Association of bacteria with soil particles.

Several studies reported a higher microbial biomass in smaller size fractions (27, 30, 32, 58). Our results clearly demonstrated that not only biomass, but also bacterial community structure, was significantly affected by particle size and that smaller size fractions host higher diversities of microbes than larger size particles. The higher biomass in silt and clay fractions could be attributed to a higher diversity rather than to better colonization by particular species. This was demonstrated by comparable fluorescence intensities of several T-RF peaks in all fractions.

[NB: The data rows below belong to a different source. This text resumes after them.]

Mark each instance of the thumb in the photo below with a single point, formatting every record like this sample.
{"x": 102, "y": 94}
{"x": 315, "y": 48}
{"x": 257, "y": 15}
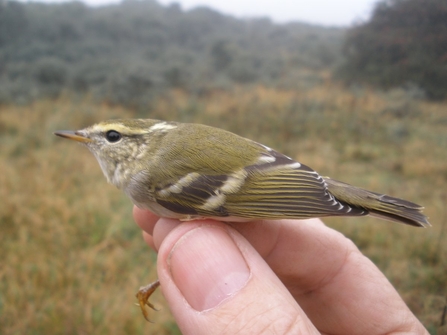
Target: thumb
{"x": 215, "y": 282}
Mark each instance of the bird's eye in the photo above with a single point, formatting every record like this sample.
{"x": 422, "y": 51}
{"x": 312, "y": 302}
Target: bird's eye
{"x": 113, "y": 136}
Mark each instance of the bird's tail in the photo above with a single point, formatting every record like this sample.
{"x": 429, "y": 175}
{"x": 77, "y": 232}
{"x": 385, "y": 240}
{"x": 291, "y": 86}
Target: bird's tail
{"x": 378, "y": 205}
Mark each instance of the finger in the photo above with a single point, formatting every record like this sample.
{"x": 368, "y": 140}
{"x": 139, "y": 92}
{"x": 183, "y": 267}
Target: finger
{"x": 215, "y": 282}
{"x": 340, "y": 289}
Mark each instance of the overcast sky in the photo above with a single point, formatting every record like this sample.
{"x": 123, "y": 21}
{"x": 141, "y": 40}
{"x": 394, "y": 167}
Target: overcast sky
{"x": 326, "y": 12}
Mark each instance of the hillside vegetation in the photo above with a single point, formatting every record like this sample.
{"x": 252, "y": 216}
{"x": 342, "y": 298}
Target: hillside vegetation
{"x": 73, "y": 258}
{"x": 128, "y": 53}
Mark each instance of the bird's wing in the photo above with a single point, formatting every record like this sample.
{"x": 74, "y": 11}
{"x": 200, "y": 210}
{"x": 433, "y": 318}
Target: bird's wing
{"x": 275, "y": 187}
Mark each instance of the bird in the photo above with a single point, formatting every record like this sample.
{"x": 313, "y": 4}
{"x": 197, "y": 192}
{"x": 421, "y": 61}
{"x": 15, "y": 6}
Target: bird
{"x": 191, "y": 171}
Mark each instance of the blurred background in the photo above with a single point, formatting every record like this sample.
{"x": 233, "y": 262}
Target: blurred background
{"x": 355, "y": 89}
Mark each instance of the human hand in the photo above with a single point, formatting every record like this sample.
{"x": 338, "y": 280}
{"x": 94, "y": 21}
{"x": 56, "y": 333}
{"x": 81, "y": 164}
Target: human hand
{"x": 287, "y": 276}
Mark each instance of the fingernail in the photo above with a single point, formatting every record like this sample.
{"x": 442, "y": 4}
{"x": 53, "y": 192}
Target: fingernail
{"x": 207, "y": 267}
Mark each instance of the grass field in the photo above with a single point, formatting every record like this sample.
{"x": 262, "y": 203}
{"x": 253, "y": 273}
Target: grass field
{"x": 72, "y": 259}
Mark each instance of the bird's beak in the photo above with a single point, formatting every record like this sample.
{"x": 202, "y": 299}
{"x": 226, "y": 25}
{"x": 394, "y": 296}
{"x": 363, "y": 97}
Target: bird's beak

It has been suggested that finer size particles provide a protective habitat for microorganisms through pore size exclusion of predators (protozoa) (13, 48). Recently, it was demonstrated that the predation regimen could act as a major structuring force for the bacterial community composition in an aquatic system (29). In that study, bacteria belonging to the α and γ subdivisions of the Proteobacteria proved to be grazing resistant, mainly due to the formation of 3- to 6-μm rods, which probably exceeded the size of bacteria edible by protozoa. In addition, filamentous bacteria belonging to the β-Proteobacteria and to the Cytophaga-Flavobacterium cluster proved to resist grazing. Furthermore, partial protection of Rhizobium leguminosarum from protozoan grazing in soil due to the addition of bentonite clay was observed (26). In our experiment, microfaunal predation may have represented a selective pressure on the community structure in sand fractions. Because the most abundant T-RFs (39, 81, and 194 bp) were derived mainly from α-Proteobacteria, we assume that resistance to grazing may explain the great abundance of some bacterial groups in sand particles.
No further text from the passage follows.